Julie Valentin - Sauf qu'il y a des obstacles probablement liés au mode de financement. Les parents sont extrêmement favorables à ce que leur assmat soit titulaire d’un CAP petite enfance, mais pas forcément sur l’argent à débourser à cet effet. Même chose pour les aides à domicile, les conseils départementaux ne savent pas où trouver l’argent nécessaire. C'est tout le mode très particulier de financement avec cette mise en solvabilisation par les conseils départementaux, par l'État ou par les collectivités qui empêchent la création de reconnaissances ou de leviers pour un salaire plus élevé, par des qualifications reconnues.

Julie Valentin ©Chrystel Jaubert

Une santé mise en danger par l’organisation du travail

Ces contraintes temporelles ont-elles d’autres implications, notamment en termes de santé ?

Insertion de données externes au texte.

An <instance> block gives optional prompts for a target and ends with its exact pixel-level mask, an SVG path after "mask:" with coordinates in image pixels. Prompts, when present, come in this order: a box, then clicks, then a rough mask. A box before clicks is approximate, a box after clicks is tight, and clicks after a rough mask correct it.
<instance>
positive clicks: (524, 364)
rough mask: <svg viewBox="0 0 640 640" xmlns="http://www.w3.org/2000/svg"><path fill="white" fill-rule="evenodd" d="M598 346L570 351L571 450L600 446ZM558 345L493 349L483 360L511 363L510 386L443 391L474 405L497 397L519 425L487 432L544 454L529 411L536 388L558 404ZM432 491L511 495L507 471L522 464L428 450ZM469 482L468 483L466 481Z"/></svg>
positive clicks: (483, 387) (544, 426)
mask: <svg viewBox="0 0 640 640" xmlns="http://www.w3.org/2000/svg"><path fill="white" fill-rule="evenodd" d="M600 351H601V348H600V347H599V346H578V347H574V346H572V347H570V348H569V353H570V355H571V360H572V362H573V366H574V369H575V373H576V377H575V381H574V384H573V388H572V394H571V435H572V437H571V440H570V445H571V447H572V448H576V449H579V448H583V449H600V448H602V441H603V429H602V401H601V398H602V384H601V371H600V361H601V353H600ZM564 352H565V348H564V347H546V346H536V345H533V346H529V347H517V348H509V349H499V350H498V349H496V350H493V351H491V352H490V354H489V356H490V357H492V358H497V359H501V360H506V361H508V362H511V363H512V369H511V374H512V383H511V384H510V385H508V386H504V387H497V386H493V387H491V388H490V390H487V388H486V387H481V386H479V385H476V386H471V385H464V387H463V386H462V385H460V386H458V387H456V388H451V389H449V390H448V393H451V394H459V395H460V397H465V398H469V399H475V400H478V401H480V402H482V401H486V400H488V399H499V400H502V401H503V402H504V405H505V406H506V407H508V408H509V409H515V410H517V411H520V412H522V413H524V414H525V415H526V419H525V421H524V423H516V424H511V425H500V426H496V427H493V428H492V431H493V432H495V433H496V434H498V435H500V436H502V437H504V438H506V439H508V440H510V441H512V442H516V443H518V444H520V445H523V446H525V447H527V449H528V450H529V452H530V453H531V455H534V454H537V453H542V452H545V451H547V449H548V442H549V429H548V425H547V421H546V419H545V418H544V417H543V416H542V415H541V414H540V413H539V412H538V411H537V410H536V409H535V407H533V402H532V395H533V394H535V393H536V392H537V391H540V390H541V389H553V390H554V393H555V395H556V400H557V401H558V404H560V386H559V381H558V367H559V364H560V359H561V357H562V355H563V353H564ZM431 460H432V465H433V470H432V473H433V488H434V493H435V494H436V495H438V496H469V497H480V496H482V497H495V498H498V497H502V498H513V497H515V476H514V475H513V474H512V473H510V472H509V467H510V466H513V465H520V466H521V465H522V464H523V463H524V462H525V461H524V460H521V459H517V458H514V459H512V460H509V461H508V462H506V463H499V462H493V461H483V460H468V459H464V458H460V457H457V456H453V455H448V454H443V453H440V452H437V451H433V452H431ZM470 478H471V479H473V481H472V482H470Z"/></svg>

Julie Valentin - La sinistralité des aides à domicile est très élevée et personne ne la prend en compte. La sinistralité et les accidents du travail ne sont pas du tout pensés de la même façon selon qu’il s'agit de professions de femmes ou d’hommes. Je le vois avec mes étudiant·es qui, sur ces questions, considèrent tout le champ ouvrier masculin, mais pas celui de l’emploi à domicile. Dans le bâtiment, le corps est usé en 10 ans, mais dans l’aide à domicile, c'est 2 ans.

Stéphane Fustec – Oui, ça va très vite. On le constate dans nos face-à-face. On reçoit les salarié·es avec la moyenne d'âge du secteur, c'est-à-dire 49-50 ans, dont beaucoup en situation d'inaptitude. Chaque mois, nous comptabilisons des dizaines de consultations liées à des licenciements pour inaptitude. Ces métiers, tels qu’ils sont organisés et exercés, sont des machines à essorer les salarié·es. Et inapte à 50 ans, quand on est une femme sans trop de qualifications, c'est terminé. Quand on le vit au quotidien, en prise avec les salarié·es concerné·es, c'est très violent. Vous disiez que personne ne le prend en compte, mais j'ai l'impression que si. Voilà 15 ans que les politiques qu'on rencontre disent que c'est embêtant, que ça coûte, mais personne ne bouge. Je l'ai vécu sous plusieurs séquences politiques. Socialiste, de droite, macroniste, à chaque fois, on a des contacts et à chaque fois, ce sont les mêmes réflexions.

Oui, il faut faire quelque chose, les chiffres sont affolants, mais personne ne lève le petit doigt.

Le travail de nuit, aggravant silencieux des risques

Un impact fort sur la santé des femmes

CG - Je voudrais aussi souligner le fait que le travail de nuit entraîne des conséquences importantes sur la santé. Et cela, notamment pour les femmes. On constate une majoration du cancer du sein pour les femmes qui travaillent de nuit. Sauf qu'en l'occurrence, c'est un secteur qui est entièrement composé de femmes. Elles sont, du fait de ces contraintes temporelles, beaucoup plus exposées à des risques qui leur sont propres et qu'il faut chercher à éviter, à prévenir.

SF – D’autant que le travail de nuit est un non-sens historique, notamment avec les heures d'équivalence. Avant le retour des heures d'équivalence, il y avait un système de forfaitisation dans les entreprises qui payaient royalement 10 euros la nuit. Nous avions fait retoquer ce forfait par le Conseil d'État, aussi les entreprises ont-elles renégocié les heures d'équivalence. Un accord imbuvable qui stipule que le ou la salarié·e doit faire une évaluation en fonction de l'état du patient et que son salaire est fixé en fonction de ça. Un salarié·e peut être payé·e 2, 4 ou 6 heures pour 12 heures de présence de nuit. Qui évalue, qui contrôle ? C'est vraiment n'importe quoi.